That is to say; to have enough to put a roof over my head, feed myself and essentially survive.
Once upon a time I was married, had two small children and went to work to earn money to provide home, food and holidays. Amongst other things.
I still work to provide home, food, holidays and a comfortable life for my children. But am I damaging myself emotionally by striving for too much?
Could I possibly be happy by simply focusing on the essentials and not giving myself the headache and burden of meeting expectations?
This in itself brings about a couple of questions worth considering.
- Does society place unrealistic expectations on me?
- Could I make better use of my time and money?
For a long time I’ve felt that the year is neatly and deliberately divided into sections to satisfy the capitalist demands of big business.
Immediately after Christmas we have the sales.
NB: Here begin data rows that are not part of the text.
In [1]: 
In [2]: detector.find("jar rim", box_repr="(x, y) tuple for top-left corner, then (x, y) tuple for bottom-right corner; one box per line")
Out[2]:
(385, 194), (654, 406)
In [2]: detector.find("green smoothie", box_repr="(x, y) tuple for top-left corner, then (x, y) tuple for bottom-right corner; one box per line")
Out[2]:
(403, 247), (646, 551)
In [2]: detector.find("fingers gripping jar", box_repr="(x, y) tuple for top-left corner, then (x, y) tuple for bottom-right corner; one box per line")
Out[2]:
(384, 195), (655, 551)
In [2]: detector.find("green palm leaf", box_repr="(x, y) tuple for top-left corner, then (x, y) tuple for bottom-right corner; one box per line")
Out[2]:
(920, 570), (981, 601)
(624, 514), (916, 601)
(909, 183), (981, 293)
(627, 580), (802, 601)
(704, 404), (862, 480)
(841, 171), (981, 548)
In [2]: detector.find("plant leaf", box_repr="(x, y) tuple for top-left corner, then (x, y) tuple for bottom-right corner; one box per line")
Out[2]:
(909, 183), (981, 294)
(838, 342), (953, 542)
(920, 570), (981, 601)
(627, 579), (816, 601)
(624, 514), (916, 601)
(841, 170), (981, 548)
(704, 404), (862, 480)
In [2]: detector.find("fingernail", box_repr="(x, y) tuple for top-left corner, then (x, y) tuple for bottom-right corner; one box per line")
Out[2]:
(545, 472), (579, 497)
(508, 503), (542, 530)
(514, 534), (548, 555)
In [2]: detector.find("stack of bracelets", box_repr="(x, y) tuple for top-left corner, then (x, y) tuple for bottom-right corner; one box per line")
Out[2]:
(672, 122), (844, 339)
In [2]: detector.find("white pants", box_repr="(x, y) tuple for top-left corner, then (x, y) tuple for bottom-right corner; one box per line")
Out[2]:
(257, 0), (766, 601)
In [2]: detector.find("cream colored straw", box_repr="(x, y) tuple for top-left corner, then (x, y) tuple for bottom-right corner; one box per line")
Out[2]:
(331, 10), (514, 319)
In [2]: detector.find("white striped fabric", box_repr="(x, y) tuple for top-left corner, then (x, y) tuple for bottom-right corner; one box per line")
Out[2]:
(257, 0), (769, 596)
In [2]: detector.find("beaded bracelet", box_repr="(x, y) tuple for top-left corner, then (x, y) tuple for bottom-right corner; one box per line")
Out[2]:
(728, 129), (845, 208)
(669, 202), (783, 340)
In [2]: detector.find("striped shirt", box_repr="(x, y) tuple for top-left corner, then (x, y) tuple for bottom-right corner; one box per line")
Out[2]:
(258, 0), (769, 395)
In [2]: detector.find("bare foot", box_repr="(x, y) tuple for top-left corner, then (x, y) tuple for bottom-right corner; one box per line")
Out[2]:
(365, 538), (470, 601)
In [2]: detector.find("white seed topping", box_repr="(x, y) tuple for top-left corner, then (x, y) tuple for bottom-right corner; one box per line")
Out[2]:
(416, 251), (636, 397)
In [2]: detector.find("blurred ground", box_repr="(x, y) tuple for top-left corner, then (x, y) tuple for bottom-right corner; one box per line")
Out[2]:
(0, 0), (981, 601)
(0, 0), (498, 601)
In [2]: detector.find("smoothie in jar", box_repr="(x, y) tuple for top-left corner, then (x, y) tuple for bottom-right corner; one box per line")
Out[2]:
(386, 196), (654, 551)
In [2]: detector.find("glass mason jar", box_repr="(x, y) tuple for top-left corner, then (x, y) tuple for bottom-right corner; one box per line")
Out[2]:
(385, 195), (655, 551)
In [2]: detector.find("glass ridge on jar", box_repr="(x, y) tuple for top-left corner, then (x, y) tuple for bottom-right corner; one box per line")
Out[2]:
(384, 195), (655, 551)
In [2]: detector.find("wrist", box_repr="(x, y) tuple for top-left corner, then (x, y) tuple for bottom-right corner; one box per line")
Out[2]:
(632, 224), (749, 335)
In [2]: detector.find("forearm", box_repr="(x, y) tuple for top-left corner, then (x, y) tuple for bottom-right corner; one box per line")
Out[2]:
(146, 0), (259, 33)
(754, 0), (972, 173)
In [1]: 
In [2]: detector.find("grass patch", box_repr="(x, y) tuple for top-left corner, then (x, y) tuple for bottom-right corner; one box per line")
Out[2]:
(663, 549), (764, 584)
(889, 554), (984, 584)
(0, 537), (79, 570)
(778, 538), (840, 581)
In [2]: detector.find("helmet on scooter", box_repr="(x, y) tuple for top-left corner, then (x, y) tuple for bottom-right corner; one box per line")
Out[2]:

Before we know it the sales shelves are being shared with Valentine’s day gifts. Bars and restaurants are trying to convince us that we should be spending our money with them because that is the best way to show love for our loved ones. Naturally they want us to arrive, dine, photograph our meals and check-in at their establishments.
Once Valentine’s is done we have Mother’s day and Easter. Again, bars and restaurants want us and our money and our phones and our social media and our contact details.
Easter (in its Christian form) is a key part of the calendar for church-goers.
But again we see the shelves brimming with chocolates, soft toys and an endless array of plastic crap that we ‘should’ buy for our children so that they, and we, conform.
Father’s day comes and goes with the same pressures and then it’s summer time.
Holidays, societal pressures from social media, ‘our perfect lives’, ‘making memories’, beach selfies..etc.
What is Christmas?
By the time the children are back in school the Halloween plastic crap is everywhere.
It’s not uncommon for Christmas to make an appearance in stores around this time.
Mince pies with a shelf life of 4 weeks on the shelves in late September!
Halloween blends into Bonfire Night in the UK.
‘Come and see our spectacular firework display!’
Actually, I’d rather take the children to an organised display for so many reasons.
And then of course it’s the hideous beast that is Christmas.
Christmas is about family and warmth and food and sharing and love.
Christmas is about making sure that each child has the same number of gifts to open and that a hideous amount of money has been spent on each.
Christmas is about decoration with the skewed intention of photographing it for us all.
Christmas is all about making sure that we’re alright, Jack, and to hell with everybody else.
Christmas is all about getting whatever it takes to make Christmas ‘perfect’, at any cost, and that includes barging our way through stores like arrogant bastards.
Christmas is all about ensuring that we make it bloody well known that we are providing the best Christmas to ours regardless of the impact this may have on people.
You see, when we post to Facebook we do so with specific people in mind.
We want to impress or garner sympathy. We want to position ourselves as aspirational or jump at the chance to appear altruistic without actually lifting a finger.
It’s a persona that we adopt and then feel obliged to maintain.
Once you’re on the ‘inside’ of social media it has you by the short and curlies.
To step away is an enormous undertaking. Not impossible, just difficult.
The average year in my life in recent times is about spending money on plastic crap and ensuring that the perception amongst my peers is maintained.
This isn’t healthy. It’s far from healthy.
It’s a form of losing control that is probably more damaging to my health than drinking a bottle of wine every night.